The motivation is clear, and the results are convincing.
The adaptive grid size adjustment helps Hash3D not have to design the grid size for every generation.

缺点

The technical contribution is a little insufficient. Hash3D seems to be a simple extension of DeepCache[a].
The visual quality improvement is too marginal. The variance is already much more significant than the improvement claimed in the paper.
The acceleration rate is similar to DeepCache. It is hard to tell if the technical contributions in Hash3D really help compared with only caching the diffusion feature based on denoising steps, i.e., DeepCache.

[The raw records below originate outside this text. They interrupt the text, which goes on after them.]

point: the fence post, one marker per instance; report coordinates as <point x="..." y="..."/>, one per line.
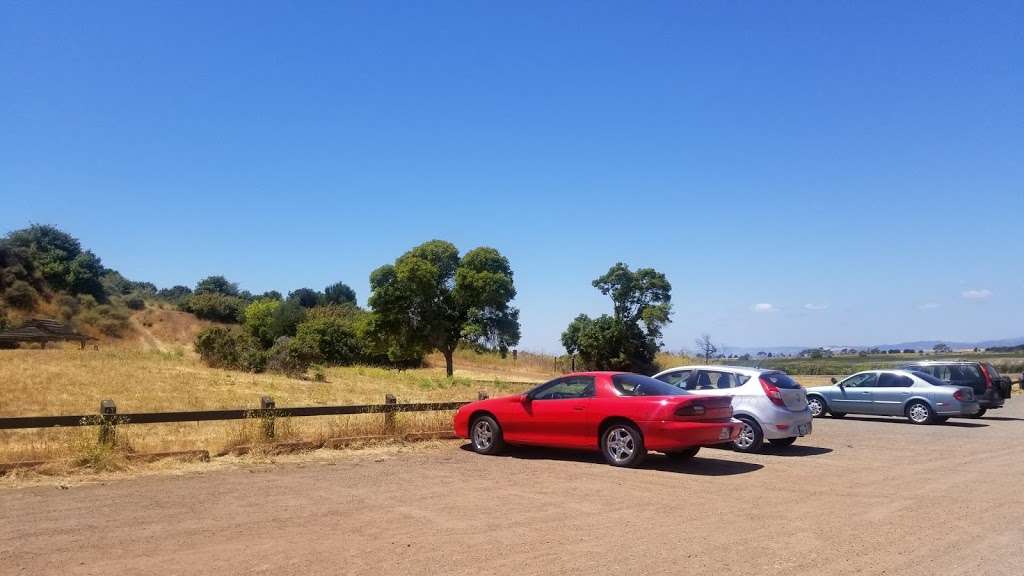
<point x="108" y="422"/>
<point x="389" y="399"/>
<point x="266" y="406"/>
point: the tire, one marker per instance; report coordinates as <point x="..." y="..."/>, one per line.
<point x="622" y="445"/>
<point x="485" y="434"/>
<point x="751" y="438"/>
<point x="683" y="455"/>
<point x="920" y="413"/>
<point x="817" y="406"/>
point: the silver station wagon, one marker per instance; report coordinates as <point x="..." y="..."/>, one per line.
<point x="922" y="398"/>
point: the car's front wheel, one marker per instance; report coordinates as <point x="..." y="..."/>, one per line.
<point x="485" y="435"/>
<point x="920" y="413"/>
<point x="622" y="445"/>
<point x="751" y="438"/>
<point x="781" y="442"/>
<point x="816" y="405"/>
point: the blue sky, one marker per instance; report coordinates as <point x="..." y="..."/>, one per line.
<point x="804" y="172"/>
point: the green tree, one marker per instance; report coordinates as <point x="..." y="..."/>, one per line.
<point x="59" y="259"/>
<point x="286" y="319"/>
<point x="431" y="298"/>
<point x="631" y="337"/>
<point x="258" y="320"/>
<point x="216" y="285"/>
<point x="339" y="293"/>
<point x="215" y="306"/>
<point x="306" y="297"/>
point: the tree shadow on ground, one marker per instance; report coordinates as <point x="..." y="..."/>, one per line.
<point x="698" y="465"/>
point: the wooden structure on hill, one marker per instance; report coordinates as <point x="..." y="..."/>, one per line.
<point x="42" y="330"/>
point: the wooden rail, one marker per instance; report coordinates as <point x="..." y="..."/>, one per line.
<point x="109" y="414"/>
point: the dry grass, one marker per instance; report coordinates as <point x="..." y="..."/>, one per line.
<point x="73" y="381"/>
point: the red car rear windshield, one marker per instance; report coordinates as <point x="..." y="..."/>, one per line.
<point x="635" y="384"/>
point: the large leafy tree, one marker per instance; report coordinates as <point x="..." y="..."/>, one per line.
<point x="631" y="337"/>
<point x="339" y="293"/>
<point x="432" y="298"/>
<point x="58" y="257"/>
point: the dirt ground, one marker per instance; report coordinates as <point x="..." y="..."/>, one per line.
<point x="859" y="496"/>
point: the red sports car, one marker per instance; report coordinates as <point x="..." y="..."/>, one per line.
<point x="623" y="415"/>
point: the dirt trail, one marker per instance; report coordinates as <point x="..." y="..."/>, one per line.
<point x="859" y="496"/>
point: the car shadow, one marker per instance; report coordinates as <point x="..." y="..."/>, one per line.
<point x="698" y="465"/>
<point x="1001" y="418"/>
<point x="794" y="451"/>
<point x="899" y="420"/>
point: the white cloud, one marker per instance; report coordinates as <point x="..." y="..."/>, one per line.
<point x="977" y="294"/>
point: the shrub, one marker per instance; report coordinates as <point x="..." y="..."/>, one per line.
<point x="216" y="285"/>
<point x="135" y="302"/>
<point x="306" y="297"/>
<point x="215" y="306"/>
<point x="20" y="295"/>
<point x="286" y="319"/>
<point x="222" y="347"/>
<point x="334" y="338"/>
<point x="68" y="306"/>
<point x="292" y="357"/>
<point x="339" y="293"/>
<point x="109" y="320"/>
<point x="258" y="321"/>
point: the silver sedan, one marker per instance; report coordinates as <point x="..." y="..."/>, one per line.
<point x="922" y="398"/>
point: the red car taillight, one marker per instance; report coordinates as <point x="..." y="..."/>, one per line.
<point x="691" y="409"/>
<point x="772" y="392"/>
<point x="705" y="409"/>
<point x="988" y="378"/>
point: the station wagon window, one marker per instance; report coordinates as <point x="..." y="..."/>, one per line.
<point x="709" y="380"/>
<point x="780" y="380"/>
<point x="860" y="380"/>
<point x="929" y="378"/>
<point x="635" y="384"/>
<point x="678" y="378"/>
<point x="562" y="388"/>
<point x="887" y="380"/>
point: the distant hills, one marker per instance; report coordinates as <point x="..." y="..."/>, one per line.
<point x="915" y="344"/>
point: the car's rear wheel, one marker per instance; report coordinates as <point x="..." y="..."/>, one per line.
<point x="920" y="413"/>
<point x="817" y="405"/>
<point x="622" y="445"/>
<point x="751" y="438"/>
<point x="681" y="455"/>
<point x="485" y="435"/>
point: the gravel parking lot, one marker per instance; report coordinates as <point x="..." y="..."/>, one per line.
<point x="859" y="496"/>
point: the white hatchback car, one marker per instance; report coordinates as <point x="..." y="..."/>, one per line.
<point x="771" y="405"/>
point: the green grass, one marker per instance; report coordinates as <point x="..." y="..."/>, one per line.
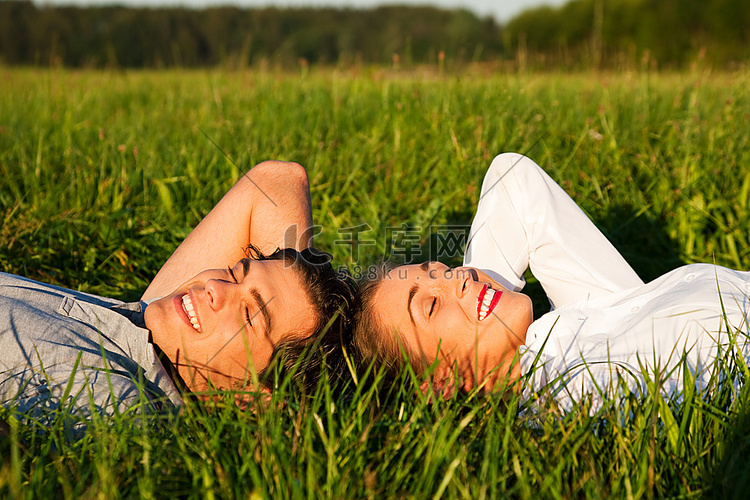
<point x="103" y="173"/>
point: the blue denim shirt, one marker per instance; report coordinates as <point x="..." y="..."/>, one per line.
<point x="81" y="352"/>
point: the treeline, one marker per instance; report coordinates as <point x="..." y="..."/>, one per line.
<point x="581" y="34"/>
<point x="145" y="37"/>
<point x="617" y="33"/>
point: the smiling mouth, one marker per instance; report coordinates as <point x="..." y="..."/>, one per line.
<point x="187" y="305"/>
<point x="487" y="300"/>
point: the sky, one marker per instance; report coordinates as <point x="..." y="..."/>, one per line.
<point x="501" y="10"/>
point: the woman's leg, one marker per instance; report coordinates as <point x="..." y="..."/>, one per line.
<point x="524" y="219"/>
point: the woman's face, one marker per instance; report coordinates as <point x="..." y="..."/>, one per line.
<point x="460" y="317"/>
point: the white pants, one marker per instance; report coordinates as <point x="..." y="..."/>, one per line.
<point x="524" y="219"/>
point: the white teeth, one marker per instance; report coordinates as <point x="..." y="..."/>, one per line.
<point x="188" y="305"/>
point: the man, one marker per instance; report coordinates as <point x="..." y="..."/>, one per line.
<point x="216" y="328"/>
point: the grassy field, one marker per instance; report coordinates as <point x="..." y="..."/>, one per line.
<point x="102" y="174"/>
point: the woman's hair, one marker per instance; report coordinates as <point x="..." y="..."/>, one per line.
<point x="376" y="343"/>
<point x="334" y="300"/>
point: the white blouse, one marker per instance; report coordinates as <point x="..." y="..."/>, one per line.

Reference: [a] Ma, Xinyin, Gongfan Fang, and Xinchao Wang. "Deepcache: Accelerating diffusion models for free." Proceedings of the IEEE/CVF Conference on Computer Vision and Pattern Recognition. 2024.

问题

typo in L089: $1.3 \to 1.5$ according to the abstract and conclusion in introduction.
The authors should provide the ablation only discretize the diffusion timestep vs. only discretize the view direction to ensure that the view direction hash table can contribute to the optimization acceleration.
Does Hash3D help the model converge faster? Since the authors claim they set the hash probability as $10$ % for the feature query and we need to run the whole U-net when feature updating, the maximal acceleration should be $\sim \times 1.11$ . Otherwise, the definition of hash probability in L265 is a typo.
The definition of noisy input $x$ is not clear. Also, the authors should provide the quantitative results of w/o Content-based Aggregation.

撤稿通知

2024-11-14

I have read and agree with the venue's withdrawal policy on behalf of myself and my co-authors.